There was wobbly swing for Praveen Kumar early on and, barring a couple of misdirected balls down the leg side, he set about working at the openers outside off stump. Powell left the ball well, and solidly kept out the odd ones that nipped back in. A tall opener from Leeward Islands with a sound defence, Powell went along patiently but couldn't resist stabbing at Praveen, who teased him into edging an inducker to second slip.
Barath had negotiated the deliveries bowled in the channel but offered hope to the bowlers with his constant shuffles towards off stump. Ishant had bowled a couple of shortish deliveries at Barath and, following a change of ends in the 13th over continued hitting that length.
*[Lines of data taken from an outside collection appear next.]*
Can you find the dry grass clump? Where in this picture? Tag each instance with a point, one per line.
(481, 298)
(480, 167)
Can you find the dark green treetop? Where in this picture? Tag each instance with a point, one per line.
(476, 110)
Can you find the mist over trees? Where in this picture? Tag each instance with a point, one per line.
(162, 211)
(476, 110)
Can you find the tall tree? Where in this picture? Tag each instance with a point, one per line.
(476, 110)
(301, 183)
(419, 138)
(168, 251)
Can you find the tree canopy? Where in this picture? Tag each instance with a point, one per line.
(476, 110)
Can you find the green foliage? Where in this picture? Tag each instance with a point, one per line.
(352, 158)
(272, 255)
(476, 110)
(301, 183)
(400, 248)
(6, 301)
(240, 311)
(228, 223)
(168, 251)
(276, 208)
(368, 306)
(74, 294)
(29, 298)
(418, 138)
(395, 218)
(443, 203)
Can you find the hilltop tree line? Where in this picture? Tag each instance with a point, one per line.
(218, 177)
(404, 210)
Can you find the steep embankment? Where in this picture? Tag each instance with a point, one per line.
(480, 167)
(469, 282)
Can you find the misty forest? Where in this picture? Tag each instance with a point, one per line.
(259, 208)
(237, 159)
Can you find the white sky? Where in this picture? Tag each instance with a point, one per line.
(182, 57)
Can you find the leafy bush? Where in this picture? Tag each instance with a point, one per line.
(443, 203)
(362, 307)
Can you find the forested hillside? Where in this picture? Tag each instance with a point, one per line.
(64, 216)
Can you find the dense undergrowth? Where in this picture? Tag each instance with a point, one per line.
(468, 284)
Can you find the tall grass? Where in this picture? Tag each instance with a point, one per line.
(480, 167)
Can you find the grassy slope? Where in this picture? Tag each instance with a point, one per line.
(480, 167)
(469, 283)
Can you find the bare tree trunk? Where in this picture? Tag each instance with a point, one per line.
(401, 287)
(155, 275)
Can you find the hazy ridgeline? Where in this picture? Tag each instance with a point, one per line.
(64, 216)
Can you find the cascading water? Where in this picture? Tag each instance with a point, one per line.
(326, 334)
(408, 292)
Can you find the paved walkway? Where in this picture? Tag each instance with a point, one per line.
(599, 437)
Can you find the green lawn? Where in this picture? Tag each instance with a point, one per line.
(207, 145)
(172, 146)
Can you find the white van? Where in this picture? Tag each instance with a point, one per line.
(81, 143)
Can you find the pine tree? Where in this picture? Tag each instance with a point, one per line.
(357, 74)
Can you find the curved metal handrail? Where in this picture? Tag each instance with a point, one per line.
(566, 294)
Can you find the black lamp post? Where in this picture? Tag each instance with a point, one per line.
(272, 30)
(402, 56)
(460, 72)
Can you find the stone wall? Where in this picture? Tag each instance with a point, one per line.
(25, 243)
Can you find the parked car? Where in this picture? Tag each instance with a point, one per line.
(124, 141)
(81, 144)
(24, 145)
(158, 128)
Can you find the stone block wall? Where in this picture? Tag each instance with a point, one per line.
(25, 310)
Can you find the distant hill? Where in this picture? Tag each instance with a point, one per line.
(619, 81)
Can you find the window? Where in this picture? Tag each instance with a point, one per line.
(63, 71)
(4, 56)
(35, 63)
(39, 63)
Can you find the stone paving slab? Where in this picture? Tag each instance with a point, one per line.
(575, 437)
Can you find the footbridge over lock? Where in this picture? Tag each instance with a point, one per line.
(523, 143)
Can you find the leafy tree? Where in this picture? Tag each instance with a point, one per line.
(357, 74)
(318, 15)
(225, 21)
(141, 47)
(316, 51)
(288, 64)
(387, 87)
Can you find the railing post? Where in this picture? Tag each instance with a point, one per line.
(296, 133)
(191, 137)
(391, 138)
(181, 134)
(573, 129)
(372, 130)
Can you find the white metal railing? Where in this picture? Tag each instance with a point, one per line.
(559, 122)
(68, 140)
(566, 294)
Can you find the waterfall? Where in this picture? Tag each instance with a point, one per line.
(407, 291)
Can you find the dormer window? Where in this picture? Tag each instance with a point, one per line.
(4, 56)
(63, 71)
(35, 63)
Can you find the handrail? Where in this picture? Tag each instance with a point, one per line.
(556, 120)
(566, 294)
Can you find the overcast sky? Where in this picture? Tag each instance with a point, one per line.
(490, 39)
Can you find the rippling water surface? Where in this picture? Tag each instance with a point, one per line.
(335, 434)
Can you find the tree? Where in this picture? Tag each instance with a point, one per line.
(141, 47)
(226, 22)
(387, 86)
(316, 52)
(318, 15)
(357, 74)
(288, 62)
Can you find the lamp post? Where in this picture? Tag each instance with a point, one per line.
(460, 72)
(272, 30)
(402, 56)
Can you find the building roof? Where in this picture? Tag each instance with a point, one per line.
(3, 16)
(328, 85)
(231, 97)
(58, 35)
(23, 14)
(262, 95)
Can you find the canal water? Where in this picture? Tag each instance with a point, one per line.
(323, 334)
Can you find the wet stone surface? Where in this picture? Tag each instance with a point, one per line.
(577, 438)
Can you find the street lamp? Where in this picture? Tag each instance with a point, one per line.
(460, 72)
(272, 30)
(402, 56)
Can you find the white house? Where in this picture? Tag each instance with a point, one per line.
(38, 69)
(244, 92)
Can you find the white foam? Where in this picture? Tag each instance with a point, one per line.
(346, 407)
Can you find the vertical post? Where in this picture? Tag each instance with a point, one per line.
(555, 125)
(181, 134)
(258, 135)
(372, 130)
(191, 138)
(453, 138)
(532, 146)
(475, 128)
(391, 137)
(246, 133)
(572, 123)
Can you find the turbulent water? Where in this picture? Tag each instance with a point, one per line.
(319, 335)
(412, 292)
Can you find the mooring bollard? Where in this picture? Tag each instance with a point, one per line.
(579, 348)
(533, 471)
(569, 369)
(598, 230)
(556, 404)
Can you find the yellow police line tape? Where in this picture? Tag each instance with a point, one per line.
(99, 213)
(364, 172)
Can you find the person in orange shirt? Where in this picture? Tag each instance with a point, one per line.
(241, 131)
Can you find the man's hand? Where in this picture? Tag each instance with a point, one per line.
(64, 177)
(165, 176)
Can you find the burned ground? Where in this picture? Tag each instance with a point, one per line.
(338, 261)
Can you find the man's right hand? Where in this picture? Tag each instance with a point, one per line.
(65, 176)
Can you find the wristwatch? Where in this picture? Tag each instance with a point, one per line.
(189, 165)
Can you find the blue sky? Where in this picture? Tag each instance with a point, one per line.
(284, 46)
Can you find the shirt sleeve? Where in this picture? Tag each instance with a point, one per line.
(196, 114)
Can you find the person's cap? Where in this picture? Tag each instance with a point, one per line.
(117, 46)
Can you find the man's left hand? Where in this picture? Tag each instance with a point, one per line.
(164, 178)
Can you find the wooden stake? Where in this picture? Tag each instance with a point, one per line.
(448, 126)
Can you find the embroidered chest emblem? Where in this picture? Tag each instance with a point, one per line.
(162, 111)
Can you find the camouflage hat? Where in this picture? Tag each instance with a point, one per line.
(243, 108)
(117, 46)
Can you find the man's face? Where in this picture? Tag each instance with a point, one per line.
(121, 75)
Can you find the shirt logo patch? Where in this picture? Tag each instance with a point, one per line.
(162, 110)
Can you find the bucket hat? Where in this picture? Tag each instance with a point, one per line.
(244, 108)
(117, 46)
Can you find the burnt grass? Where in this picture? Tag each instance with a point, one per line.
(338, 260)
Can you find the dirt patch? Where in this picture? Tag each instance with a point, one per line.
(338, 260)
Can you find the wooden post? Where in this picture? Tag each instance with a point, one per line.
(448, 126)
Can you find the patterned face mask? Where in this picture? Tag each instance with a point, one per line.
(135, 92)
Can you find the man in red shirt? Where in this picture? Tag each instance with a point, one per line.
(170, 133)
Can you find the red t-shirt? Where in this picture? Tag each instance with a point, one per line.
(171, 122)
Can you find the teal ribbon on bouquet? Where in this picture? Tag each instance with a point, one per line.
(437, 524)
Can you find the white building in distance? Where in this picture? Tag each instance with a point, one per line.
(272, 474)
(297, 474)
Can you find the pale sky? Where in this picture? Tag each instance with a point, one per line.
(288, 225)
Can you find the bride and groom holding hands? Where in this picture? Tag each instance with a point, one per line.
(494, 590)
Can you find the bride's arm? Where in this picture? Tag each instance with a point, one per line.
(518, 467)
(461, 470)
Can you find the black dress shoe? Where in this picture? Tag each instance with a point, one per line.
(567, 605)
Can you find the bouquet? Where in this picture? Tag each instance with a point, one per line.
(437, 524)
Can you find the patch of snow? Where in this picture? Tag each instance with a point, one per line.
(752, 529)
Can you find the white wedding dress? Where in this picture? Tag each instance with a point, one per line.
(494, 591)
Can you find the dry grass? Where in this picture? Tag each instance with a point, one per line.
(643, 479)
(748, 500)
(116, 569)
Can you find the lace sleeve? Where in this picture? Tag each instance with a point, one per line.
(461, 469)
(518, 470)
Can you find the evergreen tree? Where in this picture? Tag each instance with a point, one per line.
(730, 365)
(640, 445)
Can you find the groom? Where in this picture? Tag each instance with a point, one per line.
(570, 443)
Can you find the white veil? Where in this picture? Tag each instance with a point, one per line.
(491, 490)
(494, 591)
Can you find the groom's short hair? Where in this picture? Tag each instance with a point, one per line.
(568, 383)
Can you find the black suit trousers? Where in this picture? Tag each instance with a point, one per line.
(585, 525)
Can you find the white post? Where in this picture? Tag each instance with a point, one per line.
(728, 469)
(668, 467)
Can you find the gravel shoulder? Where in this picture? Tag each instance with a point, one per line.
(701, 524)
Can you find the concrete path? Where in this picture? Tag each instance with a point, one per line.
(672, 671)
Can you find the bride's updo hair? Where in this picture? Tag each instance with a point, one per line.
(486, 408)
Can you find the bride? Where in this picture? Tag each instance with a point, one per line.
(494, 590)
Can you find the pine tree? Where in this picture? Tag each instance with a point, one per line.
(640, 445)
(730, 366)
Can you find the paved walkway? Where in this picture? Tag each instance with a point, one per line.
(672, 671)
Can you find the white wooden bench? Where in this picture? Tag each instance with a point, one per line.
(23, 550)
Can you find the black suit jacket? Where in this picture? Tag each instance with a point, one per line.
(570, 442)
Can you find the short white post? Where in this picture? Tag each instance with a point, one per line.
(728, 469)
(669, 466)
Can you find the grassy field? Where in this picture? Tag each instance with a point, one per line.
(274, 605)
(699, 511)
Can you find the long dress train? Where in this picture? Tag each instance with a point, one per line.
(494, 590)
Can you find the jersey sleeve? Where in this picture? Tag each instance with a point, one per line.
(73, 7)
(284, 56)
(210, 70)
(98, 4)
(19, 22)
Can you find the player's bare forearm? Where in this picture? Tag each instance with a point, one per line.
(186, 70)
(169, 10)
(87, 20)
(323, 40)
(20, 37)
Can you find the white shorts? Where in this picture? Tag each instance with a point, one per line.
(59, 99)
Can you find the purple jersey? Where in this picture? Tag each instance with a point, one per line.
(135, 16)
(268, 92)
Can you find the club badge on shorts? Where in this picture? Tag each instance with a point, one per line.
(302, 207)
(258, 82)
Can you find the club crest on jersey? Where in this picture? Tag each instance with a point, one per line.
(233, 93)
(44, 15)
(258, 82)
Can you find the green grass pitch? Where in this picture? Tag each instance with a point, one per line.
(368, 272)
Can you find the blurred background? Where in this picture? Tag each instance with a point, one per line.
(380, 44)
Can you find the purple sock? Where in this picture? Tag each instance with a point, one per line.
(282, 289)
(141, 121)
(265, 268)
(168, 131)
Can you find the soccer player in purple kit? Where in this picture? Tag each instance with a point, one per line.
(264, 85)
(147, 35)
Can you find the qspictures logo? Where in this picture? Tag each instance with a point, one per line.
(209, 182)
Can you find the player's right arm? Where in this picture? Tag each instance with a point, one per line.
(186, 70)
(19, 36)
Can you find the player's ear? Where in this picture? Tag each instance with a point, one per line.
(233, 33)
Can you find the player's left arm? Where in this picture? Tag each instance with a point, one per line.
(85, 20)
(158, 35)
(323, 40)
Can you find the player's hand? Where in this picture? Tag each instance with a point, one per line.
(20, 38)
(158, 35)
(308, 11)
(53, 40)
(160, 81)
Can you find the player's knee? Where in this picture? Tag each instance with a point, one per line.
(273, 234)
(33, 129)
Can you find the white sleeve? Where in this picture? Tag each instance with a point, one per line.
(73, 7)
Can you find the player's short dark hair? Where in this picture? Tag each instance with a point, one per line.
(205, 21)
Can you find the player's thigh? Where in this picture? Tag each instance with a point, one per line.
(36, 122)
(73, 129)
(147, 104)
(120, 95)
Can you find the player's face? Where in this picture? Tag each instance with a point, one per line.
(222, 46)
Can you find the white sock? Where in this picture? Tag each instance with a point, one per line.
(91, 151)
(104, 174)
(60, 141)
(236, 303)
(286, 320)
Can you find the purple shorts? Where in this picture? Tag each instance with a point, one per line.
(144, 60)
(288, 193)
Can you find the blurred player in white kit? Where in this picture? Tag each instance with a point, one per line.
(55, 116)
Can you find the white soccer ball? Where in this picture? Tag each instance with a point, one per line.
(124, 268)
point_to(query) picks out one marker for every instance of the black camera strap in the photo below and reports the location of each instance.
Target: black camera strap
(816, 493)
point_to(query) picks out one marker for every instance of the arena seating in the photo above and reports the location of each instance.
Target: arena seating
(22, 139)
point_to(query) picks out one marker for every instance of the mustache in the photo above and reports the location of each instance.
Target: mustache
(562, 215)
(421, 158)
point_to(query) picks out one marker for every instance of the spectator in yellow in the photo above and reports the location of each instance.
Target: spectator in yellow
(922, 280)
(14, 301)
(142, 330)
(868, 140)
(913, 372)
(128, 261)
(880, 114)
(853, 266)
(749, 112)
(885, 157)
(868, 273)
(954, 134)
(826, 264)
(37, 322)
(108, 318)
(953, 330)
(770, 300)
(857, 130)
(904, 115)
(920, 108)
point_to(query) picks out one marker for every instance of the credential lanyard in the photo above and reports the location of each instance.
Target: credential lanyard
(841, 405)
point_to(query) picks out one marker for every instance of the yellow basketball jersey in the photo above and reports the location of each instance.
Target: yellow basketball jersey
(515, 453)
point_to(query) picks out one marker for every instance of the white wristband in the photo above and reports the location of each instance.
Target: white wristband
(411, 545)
Barath hooked a bouncer, played at the next one down the leg side and saw it clip his thigh pad, and then opted to attack again when Ishant delivered a third consecutive short ball. He walked across to swivel and pull one behind square, only to drag it off his glove and on to the stumps.
Ishant hit the deck and the bat hard, aiming at Bravo's ribs and then inducing him to cut uppishly past an absent gully. But he had some support from the other end in dismissing Kirk Edwards. Munaf Patel, playing his first Test since April 2009, had put Edwards in some discomfort with a series of short balls. When Edwards faced up to Ishant in the 17th over, he attempted to hook a bouncer that didn't quite deserve it and was adjudged caught-behind, though replays indicated the ball had deflected off the helmet. Edwards indicated to the umpire he'd been struck on the helmet, potentially warranting some attention from the match referee, before leaving the field.
That brought in Chanderpaul to big cheers from the small crowd and he settled in, for the umpteenth time, to the assignment of stabilising a wobbling innings in his 133rd Test.
India - who bowled at a much improved over-rate, with their captain facing a one-Test ban if it slipped again - turned to spin before lunch and Harbhajan Singh, just two wickets away from 400 in Tests, extracted decent bounce in his very first over. But barring a top-edged sweep that fell safe, Chanderpaul, along with Bravo, defended well and rotated the strike. The pair picked a boundary each with delicious drives off Praveen after lunch and looked to be setting a platform for recovery when the skies opened up as they had long threatened.